1925〜1928年

「これだ!」ラジオ時代の到来を直感

日本でも、翌1925年にラジオ放送が開始されるという新聞記事が頭の隅に残っていた徳次は、所用で出かけた心斎橋にある遠縁の石原時計店を訪ね、運命の出会いを得ます。
ちょうどアメリカから鉱石ラジオの第1便、2台が届いたのです。偶然居わせた徳次は、「これだ!」と迷わず1台を買って帰りました。さっそく所員たちとこれを分解して構造の研究に取りかかります。金属加工の技術は持っていても、ラジオの原理はおろか電気のこともまったくわからない素人ばかりです。

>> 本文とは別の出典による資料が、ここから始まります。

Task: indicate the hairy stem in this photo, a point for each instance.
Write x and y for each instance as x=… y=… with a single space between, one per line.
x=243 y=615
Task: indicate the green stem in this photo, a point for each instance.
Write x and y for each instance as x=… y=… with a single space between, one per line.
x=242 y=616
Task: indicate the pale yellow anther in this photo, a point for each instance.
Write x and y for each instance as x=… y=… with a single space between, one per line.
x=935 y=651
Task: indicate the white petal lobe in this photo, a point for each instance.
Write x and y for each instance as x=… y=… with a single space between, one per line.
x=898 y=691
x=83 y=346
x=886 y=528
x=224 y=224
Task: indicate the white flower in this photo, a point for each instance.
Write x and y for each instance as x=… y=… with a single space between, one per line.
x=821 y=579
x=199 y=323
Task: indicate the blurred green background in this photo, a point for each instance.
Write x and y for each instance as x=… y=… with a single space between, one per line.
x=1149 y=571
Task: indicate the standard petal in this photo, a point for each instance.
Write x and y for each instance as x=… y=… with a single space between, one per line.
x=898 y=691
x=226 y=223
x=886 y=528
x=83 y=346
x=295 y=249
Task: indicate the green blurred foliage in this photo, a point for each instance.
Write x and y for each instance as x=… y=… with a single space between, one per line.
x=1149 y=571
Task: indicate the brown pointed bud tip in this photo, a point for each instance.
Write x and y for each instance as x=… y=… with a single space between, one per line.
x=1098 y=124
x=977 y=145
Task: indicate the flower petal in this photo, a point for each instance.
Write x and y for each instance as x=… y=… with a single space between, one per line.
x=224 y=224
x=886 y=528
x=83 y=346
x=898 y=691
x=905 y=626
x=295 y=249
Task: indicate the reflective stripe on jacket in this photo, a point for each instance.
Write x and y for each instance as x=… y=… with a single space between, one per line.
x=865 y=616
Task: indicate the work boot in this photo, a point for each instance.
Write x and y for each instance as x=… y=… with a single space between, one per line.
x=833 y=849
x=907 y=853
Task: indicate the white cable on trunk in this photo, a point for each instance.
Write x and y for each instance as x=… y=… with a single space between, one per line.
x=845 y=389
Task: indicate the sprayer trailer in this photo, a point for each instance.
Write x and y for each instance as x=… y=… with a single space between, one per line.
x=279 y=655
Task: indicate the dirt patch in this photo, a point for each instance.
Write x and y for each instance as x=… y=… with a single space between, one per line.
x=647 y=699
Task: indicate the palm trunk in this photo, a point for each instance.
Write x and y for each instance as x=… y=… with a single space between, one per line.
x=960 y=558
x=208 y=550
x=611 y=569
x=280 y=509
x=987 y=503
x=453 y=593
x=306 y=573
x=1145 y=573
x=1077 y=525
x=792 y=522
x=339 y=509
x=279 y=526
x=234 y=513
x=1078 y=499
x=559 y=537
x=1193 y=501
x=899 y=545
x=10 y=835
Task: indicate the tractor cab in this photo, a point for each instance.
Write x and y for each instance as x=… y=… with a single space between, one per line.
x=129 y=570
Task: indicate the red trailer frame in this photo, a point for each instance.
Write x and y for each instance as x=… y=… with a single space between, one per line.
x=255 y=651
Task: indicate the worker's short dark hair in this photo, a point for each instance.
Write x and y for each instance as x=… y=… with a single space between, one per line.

それでも部品ひとつひとつを分解しては、形と質を調べ、同じものを作れるようになり、ついに、自分たちの手で鉱石ラジオの組み立てに成功するのです。時はまさに大阪で放送が開始される2ヶ月前でした。仮放送を受信し、自分たちの手による第1号の国産鉱石ラジオから明瞭なラジオの音声が聞こえたとき、研究所の全員が肩を抱き合って喜び合ったといいます。
放送開始のこの機をのがさず、鉱石ラジオの生産・販売を開始。発売するや飛ぶように売れていきました。販売価格が3円50銭と、外国製品の半額以下というのも功を奏しました。
鉱石ラジオには「シャープ」の銘が冠されるようになります。受信感度を連想させるのはもちろん、徳次の胸の奥には、「シャープペンシル」時代への熱い思いが去来したに違いありません。